Above, the divine Sissel, doing “Solveig’s Song” by Edvard Grieg, from his music for Ibsen’s “Peer Gynt.”

She’s wearing the Bergen folk costume.

‘Auld Lang Syne,’ with Sissel

What shall we say about the year that is passing? If you’re reading this, you and I are survivors. Our Lord bids us live in hope. Sufficient unto the year is the evil thereof.

Blessings to you and your family, from the highly trained professionals at Brandywine Books.

‘Glade Jul/Silent Night’

It’s a Christmas miracle... sort of. You know how the movie “White Christmas” goes, when they’re all in the ski lodge, hoping/praying for snow so they can save the business, and they get a big snowfall on Christmas Eve? That happened here, in the magic wonderland of Minnesota. We’d gotten some snow early this winter, but a long stretch of warm temperatures and dry weather left all nature naked and ashamed. But last night the blizzard came in pure Hollywood style, depositing 8 or 9 inches, I guess. Today you could film a Hallmark special here. Something for the kids, anyway. If they have to remember a premature year without the grandparents, they’ll at least have memories of sliding and snowballs. And, of course, of delayed presents because the Post Office is backed up like the Donner Party.

As you no doubt deduced, the video above is the one and only Sissel, singing “Glade Jul,” which is the Norwegian version of Silent Night. Pretty much the same idea in the lyrics, except that we replaced the words for “Silent Night” with ones for “Happy Christmas.” Because we could.

And Glade Jul to you, too.

‘Det Lyser i Stille Grender’

I’m pretty sure I’ve posted this number by Sissel here before (though not this performance, which conveniently includes subtitles). But it’s high on my list of Norwegian Christmas songs that deserve to be known outside the neighborhood.

According to this Norwegian account, the lyrics come from a poem by Jakob Sande. It was first published in 1931, but the author didn’t think much of it. When Lars Soraas, who was putting a Christmas songbook together in 1948, asked him for permission to use it, Sande had forgotten about it completely. Since then it’s become his best-known work.

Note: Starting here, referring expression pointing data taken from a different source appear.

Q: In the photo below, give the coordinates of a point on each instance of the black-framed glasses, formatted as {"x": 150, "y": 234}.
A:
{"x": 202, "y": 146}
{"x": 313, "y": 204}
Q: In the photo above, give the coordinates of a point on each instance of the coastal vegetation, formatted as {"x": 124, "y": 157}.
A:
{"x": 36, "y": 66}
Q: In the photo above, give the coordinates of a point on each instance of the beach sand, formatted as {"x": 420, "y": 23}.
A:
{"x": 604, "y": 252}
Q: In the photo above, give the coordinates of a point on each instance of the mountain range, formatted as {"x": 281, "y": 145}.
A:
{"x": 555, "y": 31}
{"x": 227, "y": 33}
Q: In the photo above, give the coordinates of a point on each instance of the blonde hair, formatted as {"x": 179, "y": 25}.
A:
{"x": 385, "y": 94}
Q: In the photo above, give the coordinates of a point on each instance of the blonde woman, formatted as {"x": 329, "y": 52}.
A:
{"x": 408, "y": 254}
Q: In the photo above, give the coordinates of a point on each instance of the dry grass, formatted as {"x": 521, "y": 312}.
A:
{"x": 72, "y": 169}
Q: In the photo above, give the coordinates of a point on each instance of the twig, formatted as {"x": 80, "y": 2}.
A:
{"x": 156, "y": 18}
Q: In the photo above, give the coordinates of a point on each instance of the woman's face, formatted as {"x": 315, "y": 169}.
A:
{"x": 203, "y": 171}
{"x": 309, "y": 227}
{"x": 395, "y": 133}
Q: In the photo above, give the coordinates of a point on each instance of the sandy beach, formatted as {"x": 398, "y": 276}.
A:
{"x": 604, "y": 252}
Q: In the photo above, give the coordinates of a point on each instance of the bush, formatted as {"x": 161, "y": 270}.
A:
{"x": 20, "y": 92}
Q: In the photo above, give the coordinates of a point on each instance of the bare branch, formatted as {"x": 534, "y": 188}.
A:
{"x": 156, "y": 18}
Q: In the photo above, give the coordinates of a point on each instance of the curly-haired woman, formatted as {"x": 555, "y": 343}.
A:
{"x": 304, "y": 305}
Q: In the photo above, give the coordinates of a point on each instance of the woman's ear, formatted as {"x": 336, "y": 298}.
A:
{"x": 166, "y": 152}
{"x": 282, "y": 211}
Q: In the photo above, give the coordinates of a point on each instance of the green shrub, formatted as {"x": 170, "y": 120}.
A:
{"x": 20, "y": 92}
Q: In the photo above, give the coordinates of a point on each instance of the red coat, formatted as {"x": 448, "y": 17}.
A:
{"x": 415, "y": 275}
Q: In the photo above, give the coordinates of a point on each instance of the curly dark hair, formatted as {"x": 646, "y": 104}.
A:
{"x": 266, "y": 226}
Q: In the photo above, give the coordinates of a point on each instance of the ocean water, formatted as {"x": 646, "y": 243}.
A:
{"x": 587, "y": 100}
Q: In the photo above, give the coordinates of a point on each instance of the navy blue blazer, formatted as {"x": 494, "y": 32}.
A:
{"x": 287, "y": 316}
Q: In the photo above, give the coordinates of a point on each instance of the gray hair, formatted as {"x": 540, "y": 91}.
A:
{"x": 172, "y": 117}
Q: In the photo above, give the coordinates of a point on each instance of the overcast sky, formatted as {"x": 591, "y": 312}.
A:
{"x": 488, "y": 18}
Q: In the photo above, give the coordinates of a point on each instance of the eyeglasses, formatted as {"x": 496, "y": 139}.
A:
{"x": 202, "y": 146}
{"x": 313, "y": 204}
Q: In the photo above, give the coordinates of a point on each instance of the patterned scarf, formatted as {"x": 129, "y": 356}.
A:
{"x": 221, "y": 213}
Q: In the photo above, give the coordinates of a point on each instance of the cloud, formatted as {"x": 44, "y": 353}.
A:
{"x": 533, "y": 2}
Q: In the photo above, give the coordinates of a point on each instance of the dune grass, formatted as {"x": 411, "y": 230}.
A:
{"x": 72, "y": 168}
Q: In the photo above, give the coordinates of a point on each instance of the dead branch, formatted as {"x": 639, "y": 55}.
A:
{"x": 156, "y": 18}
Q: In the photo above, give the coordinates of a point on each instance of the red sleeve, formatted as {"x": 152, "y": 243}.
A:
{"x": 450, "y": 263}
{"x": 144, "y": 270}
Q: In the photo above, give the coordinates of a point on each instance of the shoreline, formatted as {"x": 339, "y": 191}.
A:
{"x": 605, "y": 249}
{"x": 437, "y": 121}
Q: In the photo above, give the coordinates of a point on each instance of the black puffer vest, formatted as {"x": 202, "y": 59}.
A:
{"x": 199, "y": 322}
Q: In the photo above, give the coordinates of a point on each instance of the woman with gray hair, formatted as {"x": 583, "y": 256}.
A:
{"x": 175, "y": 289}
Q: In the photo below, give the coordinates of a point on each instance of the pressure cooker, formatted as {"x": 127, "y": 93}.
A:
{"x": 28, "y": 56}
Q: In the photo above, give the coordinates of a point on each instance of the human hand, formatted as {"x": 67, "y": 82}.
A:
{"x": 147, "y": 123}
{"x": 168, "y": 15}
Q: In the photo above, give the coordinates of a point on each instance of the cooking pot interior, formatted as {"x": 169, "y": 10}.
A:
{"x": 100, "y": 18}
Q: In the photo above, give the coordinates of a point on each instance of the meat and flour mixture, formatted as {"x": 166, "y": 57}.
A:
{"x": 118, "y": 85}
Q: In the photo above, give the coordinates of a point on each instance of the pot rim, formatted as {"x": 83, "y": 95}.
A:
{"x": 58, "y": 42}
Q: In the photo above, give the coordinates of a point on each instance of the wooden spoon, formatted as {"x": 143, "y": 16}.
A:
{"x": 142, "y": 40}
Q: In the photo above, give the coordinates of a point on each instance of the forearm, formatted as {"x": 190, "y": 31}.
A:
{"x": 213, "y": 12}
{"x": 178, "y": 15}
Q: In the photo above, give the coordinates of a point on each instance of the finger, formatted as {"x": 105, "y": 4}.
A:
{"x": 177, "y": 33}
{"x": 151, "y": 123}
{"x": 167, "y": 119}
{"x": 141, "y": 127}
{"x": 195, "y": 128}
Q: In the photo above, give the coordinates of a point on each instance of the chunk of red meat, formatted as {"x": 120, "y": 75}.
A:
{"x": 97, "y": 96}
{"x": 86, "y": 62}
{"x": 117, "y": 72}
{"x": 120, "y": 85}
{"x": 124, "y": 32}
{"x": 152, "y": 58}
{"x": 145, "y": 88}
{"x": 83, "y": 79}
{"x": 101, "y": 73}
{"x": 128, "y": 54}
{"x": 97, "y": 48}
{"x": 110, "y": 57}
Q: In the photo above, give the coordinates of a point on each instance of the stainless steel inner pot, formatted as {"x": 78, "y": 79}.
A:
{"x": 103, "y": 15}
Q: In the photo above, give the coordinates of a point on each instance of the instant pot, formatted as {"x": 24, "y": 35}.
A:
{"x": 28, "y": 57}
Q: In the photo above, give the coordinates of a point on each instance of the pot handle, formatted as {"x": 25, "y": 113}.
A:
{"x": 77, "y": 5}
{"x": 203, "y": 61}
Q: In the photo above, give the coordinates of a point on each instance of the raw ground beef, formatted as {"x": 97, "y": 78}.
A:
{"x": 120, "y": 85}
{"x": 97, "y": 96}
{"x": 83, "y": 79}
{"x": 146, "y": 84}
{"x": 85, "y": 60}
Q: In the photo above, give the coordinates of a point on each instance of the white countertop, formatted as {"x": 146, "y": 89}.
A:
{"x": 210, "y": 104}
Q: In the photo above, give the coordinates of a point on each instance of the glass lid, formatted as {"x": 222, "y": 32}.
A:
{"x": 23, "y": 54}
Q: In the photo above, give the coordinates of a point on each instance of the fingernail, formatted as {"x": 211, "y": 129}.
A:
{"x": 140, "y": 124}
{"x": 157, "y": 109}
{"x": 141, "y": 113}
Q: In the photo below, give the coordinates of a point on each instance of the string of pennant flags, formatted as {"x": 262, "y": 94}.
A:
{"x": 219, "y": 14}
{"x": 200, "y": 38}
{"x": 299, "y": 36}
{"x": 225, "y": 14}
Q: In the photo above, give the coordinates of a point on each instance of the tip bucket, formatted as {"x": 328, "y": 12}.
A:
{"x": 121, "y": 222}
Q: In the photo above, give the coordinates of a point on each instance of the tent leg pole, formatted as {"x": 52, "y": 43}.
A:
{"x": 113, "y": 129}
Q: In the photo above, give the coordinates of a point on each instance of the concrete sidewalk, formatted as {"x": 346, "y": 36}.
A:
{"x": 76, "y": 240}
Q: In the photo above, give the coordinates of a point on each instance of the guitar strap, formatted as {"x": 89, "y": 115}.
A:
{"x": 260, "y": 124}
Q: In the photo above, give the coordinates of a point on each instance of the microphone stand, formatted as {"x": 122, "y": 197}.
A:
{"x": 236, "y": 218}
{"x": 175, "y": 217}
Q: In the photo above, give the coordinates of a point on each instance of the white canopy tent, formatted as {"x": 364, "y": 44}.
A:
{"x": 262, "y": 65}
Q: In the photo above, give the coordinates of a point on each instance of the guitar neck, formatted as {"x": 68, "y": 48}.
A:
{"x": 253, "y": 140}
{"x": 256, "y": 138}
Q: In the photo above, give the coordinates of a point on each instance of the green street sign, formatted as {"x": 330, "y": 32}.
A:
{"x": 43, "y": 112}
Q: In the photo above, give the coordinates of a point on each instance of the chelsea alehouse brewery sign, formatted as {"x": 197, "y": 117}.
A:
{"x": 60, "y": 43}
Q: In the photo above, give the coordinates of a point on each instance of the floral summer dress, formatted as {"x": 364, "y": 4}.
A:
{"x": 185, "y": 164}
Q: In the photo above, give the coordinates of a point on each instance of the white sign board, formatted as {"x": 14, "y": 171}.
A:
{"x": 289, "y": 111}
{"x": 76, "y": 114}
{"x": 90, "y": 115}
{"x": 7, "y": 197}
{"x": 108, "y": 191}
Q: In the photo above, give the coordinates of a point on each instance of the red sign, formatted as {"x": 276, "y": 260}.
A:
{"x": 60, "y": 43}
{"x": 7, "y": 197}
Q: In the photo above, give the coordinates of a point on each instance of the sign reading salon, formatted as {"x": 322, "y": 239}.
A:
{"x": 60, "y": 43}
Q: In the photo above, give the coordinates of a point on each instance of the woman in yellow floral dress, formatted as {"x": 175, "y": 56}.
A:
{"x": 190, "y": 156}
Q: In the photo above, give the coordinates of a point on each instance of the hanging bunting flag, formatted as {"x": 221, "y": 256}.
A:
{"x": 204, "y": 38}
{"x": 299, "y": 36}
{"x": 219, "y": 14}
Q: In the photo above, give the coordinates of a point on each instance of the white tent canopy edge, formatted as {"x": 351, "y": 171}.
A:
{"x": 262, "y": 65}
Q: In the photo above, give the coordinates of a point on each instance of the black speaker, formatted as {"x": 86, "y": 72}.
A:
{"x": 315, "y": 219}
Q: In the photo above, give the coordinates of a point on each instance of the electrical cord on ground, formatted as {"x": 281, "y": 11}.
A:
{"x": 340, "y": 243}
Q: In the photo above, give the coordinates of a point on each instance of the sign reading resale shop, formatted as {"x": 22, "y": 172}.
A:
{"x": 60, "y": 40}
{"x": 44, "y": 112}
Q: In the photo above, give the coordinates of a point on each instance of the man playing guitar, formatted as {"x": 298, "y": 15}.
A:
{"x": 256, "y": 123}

‘Mitt Hjerte Altid Vanker’

Wrote a sizeable chunk of text for the next Erling book last night, and today I’ve been working on what I think might be a clever piece for The American Spectator Online. Which left me little mental capacity for fresh ideas for posts. You know me well enough to guess what that means, especially during Advent: Sissel with a Christmas song:

This is one of Sissel’s most popular Christmas numbers, original a Danish song, done here in a concert in Iceland. The title means, “My heart always lingers,” and if you’re interested in an English translation, a kind soul in Norway has provided us with one here.

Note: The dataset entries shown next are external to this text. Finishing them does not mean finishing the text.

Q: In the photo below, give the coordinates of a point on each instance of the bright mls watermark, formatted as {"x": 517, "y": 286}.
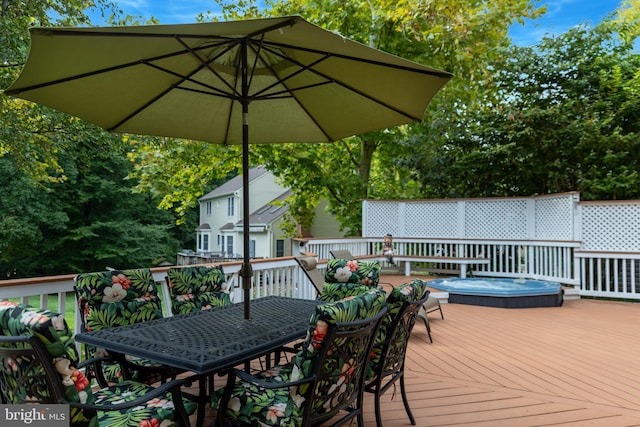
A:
{"x": 35, "y": 415}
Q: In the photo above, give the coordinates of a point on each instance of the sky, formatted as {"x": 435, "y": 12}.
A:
{"x": 561, "y": 15}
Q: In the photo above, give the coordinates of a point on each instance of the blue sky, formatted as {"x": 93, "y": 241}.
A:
{"x": 561, "y": 14}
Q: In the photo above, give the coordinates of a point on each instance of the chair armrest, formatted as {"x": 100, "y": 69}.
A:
{"x": 267, "y": 384}
{"x": 173, "y": 386}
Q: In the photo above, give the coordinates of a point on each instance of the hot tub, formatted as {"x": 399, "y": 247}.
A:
{"x": 505, "y": 293}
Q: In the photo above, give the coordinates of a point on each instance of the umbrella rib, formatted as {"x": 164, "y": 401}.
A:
{"x": 435, "y": 73}
{"x": 207, "y": 64}
{"x": 145, "y": 61}
{"x": 338, "y": 82}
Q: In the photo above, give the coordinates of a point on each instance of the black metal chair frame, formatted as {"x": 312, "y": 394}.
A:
{"x": 29, "y": 347}
{"x": 338, "y": 335}
{"x": 391, "y": 366}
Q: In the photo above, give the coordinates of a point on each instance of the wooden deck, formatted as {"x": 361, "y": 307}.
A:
{"x": 575, "y": 365}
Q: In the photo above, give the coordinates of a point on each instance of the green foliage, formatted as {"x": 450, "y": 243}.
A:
{"x": 560, "y": 116}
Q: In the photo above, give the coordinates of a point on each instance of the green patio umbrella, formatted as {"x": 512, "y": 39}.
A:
{"x": 256, "y": 81}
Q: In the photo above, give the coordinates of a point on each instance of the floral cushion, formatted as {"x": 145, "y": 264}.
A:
{"x": 155, "y": 412}
{"x": 197, "y": 288}
{"x": 117, "y": 298}
{"x": 251, "y": 404}
{"x": 337, "y": 291}
{"x": 352, "y": 271}
{"x": 52, "y": 330}
{"x": 415, "y": 290}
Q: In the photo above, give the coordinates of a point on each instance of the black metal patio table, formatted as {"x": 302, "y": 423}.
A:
{"x": 209, "y": 341}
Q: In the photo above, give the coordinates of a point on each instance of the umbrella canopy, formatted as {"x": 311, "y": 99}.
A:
{"x": 257, "y": 81}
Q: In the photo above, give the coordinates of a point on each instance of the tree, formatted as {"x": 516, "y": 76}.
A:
{"x": 460, "y": 37}
{"x": 67, "y": 205}
{"x": 565, "y": 119}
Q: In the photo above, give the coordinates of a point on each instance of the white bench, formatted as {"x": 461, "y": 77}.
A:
{"x": 463, "y": 262}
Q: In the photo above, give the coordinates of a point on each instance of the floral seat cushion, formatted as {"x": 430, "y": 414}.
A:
{"x": 352, "y": 271}
{"x": 337, "y": 291}
{"x": 118, "y": 298}
{"x": 254, "y": 405}
{"x": 52, "y": 330}
{"x": 407, "y": 292}
{"x": 197, "y": 288}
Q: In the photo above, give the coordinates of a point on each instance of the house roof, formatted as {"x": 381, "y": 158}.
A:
{"x": 234, "y": 184}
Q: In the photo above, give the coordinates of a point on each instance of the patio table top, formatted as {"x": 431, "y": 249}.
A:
{"x": 210, "y": 340}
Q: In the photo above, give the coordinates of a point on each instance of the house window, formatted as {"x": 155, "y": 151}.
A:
{"x": 229, "y": 250}
{"x": 230, "y": 207}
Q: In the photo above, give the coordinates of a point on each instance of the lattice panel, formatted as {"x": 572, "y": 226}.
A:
{"x": 614, "y": 227}
{"x": 431, "y": 219}
{"x": 382, "y": 218}
{"x": 554, "y": 218}
{"x": 499, "y": 219}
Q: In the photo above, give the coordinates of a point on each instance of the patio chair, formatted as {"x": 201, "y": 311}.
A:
{"x": 390, "y": 346}
{"x": 39, "y": 365}
{"x": 308, "y": 264}
{"x": 325, "y": 378}
{"x": 345, "y": 276}
{"x": 117, "y": 298}
{"x": 432, "y": 304}
{"x": 196, "y": 288}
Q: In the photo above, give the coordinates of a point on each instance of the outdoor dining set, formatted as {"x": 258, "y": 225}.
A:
{"x": 293, "y": 362}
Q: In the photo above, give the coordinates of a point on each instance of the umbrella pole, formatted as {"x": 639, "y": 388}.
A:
{"x": 246, "y": 272}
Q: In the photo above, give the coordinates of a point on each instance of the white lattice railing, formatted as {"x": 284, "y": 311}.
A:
{"x": 595, "y": 274}
{"x": 609, "y": 274}
{"x": 542, "y": 260}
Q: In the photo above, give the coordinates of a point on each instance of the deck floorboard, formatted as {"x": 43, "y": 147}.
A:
{"x": 575, "y": 365}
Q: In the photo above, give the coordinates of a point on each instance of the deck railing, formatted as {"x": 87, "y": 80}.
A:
{"x": 593, "y": 274}
{"x": 542, "y": 260}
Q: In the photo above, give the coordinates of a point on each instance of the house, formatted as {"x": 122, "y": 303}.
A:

I note that the translator, judging by the coat of arms on his profile, seems to come from the island of Karmoy, my ancestral home.

Sissel, and a short break

https://youtube.com/watch?v=hijYMFrLYRw

I’m going to have to give you a little bit of Sissel tonight, and then I’ll be gone for a couple days. I have to go out of town tomorrow to do a lecture, and today I got a (relatively) big translating job I have to finish before I leave. So I must post and run.

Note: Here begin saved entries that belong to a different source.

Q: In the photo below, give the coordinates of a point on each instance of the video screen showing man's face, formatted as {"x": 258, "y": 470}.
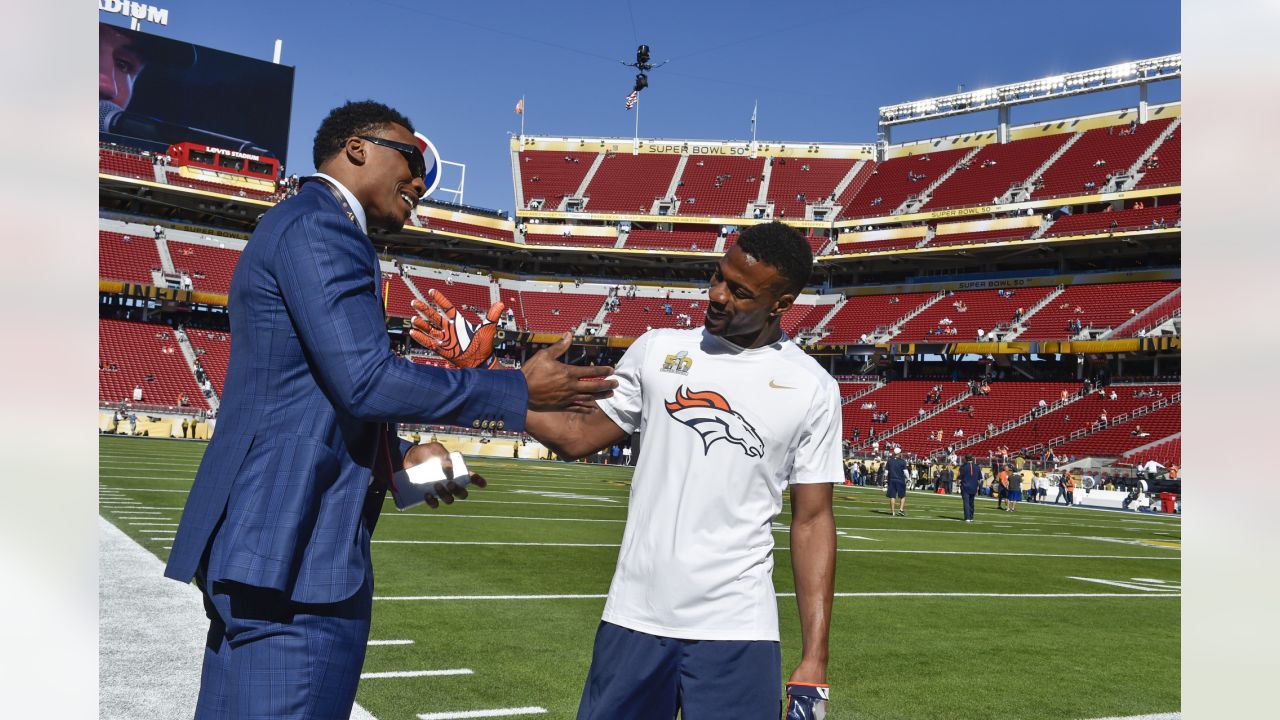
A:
{"x": 156, "y": 91}
{"x": 118, "y": 65}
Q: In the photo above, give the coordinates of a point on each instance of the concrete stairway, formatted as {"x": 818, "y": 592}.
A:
{"x": 914, "y": 203}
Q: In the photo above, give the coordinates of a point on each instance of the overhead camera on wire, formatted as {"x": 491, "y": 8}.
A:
{"x": 643, "y": 65}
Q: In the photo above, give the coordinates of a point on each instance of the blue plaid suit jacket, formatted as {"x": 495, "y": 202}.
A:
{"x": 310, "y": 387}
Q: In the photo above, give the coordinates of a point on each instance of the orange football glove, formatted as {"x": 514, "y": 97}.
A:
{"x": 453, "y": 337}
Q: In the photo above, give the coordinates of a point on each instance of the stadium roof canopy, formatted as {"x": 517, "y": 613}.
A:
{"x": 1005, "y": 96}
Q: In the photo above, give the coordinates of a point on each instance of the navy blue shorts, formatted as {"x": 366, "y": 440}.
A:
{"x": 635, "y": 675}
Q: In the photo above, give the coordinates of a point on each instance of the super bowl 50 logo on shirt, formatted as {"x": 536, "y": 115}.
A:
{"x": 679, "y": 363}
{"x": 713, "y": 419}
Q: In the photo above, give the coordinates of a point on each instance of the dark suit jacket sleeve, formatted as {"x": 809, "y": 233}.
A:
{"x": 328, "y": 274}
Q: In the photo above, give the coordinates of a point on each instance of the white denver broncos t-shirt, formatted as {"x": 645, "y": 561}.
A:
{"x": 723, "y": 432}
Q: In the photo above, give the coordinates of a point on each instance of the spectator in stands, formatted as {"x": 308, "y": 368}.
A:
{"x": 312, "y": 400}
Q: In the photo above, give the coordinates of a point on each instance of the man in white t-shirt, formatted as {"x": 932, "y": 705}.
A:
{"x": 731, "y": 415}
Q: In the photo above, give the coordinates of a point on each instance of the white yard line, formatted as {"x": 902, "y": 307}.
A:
{"x": 480, "y": 597}
{"x": 416, "y": 673}
{"x": 497, "y": 542}
{"x": 1005, "y": 554}
{"x": 1156, "y": 716}
{"x": 490, "y": 712}
{"x": 487, "y": 543}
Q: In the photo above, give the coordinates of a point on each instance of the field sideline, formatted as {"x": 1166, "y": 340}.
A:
{"x": 492, "y": 605}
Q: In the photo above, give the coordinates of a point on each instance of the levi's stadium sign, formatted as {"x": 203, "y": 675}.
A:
{"x": 136, "y": 10}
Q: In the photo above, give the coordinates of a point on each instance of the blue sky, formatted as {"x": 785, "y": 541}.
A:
{"x": 818, "y": 69}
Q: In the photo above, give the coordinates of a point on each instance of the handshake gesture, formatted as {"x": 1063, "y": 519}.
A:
{"x": 552, "y": 384}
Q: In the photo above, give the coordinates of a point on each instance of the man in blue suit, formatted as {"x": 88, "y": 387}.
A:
{"x": 277, "y": 527}
{"x": 970, "y": 478}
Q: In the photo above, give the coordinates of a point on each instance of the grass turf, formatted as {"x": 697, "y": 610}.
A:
{"x": 553, "y": 529}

The song is a Norwegian classic. The tune is by the violinist Ole Bull, a world celebrity in his time. The words are by Jorgen Moe. The title is “The Seter Girl’s Sunday.” A seter was a mountain pasture, where livestock were kept over the summer, so they could graze there and take pressure off the home meadows. Servant girls would be sent up with the animals, and would commonly spend long periods of time up there, sometimes in relative solitude.

The girl in the song is watching the sun, knowing that when it reaches a certain point above the mountains, the folks at home will be hearing the church bells and heading to church. It’s an important social time in a country community, and she is lonely.

Kind of like someone under lockdown.